Carrots are a disaster. They are always fraught, but this year they just won't germinate. Actually, I suspect they are germinating adequately well, but are being eaten by something just as fast. We have made our third and final attempt for the year - we are rapidly running out of seed, if nothing else - and will keep our fingers crossed. Normally we cover them to keep them damp as they germinate but we are leaving the cover off and watering 3 times a day in the hope that this will discourage whatever pest is eating them. (May just be slugs - I think the long damp spring really coddled them ).
Watermelons! I had to discard (well I have them, but I'm not growing them) last years' seeds because an orange melon got in with the golden-rind project. The 2 year old seed had some trouble germinating - it was not great last year either, but once things got going it was fine. This year I am going into the season with even fewer plants and more of them than I like from the melon that volunteered and was almost-but-not-quite golden rinded. Well, we'll see. They are also all so late that I am hoping more for viable seed than good melons this year.

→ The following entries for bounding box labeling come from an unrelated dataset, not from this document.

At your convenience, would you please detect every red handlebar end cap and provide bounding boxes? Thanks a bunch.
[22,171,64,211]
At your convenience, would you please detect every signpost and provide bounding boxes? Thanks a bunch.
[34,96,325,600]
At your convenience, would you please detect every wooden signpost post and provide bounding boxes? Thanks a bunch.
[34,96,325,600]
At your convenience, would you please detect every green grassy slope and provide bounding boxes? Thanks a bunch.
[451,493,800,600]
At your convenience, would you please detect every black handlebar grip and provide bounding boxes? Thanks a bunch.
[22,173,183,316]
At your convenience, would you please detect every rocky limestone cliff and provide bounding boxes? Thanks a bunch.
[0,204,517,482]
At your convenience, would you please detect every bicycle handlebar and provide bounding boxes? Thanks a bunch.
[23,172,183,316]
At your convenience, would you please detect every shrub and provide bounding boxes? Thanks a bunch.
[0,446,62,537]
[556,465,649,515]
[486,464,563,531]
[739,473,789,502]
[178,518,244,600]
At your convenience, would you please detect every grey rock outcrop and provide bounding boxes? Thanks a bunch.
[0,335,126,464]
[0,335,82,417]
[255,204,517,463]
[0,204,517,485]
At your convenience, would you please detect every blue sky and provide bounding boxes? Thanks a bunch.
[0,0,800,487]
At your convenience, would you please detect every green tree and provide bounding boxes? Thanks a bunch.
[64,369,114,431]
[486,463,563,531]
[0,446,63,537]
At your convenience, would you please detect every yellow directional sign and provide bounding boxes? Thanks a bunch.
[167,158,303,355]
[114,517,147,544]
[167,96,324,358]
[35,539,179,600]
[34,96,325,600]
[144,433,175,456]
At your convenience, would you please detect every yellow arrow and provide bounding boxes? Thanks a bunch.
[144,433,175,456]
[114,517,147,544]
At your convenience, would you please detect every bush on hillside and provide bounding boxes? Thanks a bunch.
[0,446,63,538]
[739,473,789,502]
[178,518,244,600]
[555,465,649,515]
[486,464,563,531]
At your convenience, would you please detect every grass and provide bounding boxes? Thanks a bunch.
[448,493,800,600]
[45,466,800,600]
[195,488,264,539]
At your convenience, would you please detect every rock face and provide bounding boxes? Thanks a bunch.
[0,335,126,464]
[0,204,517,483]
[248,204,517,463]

We are only growing the golden-rind melons this year as watermelon is not something I should be eating very much of these days. At least that assures that there will be no cross-contamination in this batch.
Another view of the potatoes, with the very very last of the peonies off to one side. This is the first peony I ever got and I wish I knew the name... it's very common in Ontario gardens and while it is generally late, it is unusual for it to be the last one blooming. If anyone has an idea, I'd love to know it. It forms seeds but never has a speck of pollen, and I believe it was a bit darker pink in my previous garden.
On the other side of the potatoes, the onions are doing well apart from the fact that I mixed my leek and Rose de Roscoff seed together by accident and now have much fewer of each than I wanted, if you don't count the large number of substitute leeks I planted when I couldn't find the seed I wanted. GRRR. Garlic beyond them, doing okay and tomatoes in the background.
Early peas (Knight and Norli) are going to seed and may in fact be pulled out by the time I hit "publish", apart from 2 sections left for seed. We missed most of the Norli peas when we went to Toronto for a family Bat Mitzvah, and got a lot of rather starchy peas from the Knight for the same reason. Really, a July week-end should have been safe to leave the peas, which should have been mostly over! Oh well. We will be getting more seed than usual which will hopefully be a good thing next year.
Lima beans are slow, slow, slow, although now that it is finally hot it looks like they will take a great leap forward. Beans otherwise are looking very good, apart from the fact that it looks like bean mosaic virus is starting up. We've had it before, it's not the worst thing, although what it will do in combination with the anthracnose remains to be seen. We are doing a big grow-out of several crosses including a Blue Lake - Cherokee Trail of Tears cross which I hope will give us a Blue Lake type bean with better anthracnose resistance. The Amish Snap and other pole peas in the next bed over are doing well, but they are going to ripen in extremely hot weather, so we will see how well they do... this may be a big "seed" year for them too, sigh.
And to end on a more cheerful note, we have a lot of this lettuce volunteering all over. Which is good, because it is the ONLY lettuce that has stayed edible in the heat and dry weather we have been having! It came into the garden in a packet of "Morton's Mix" seeds from vegetable breeder Frank Morton in 2011. I always assumed it was a variety he bred but when I check his site, the only lettuce it resembles is "Waldmann's Dark Green" (I've been referring to it as "Dark Green Frilly" for the last 8 years). It is an old variety that he carries because it is one of the most popular commercial varieties. Well, sometimes things are the standard for a reason. I've been very thankful to have *some* edible lettuce this summer - most of it really isn't now that the weather is hot... and the lettuce has gotten big enough to eat. Yes, even my attempt to end on a cheery note reminds me that is ONE OF THOSE YEARS. It is. One of those years.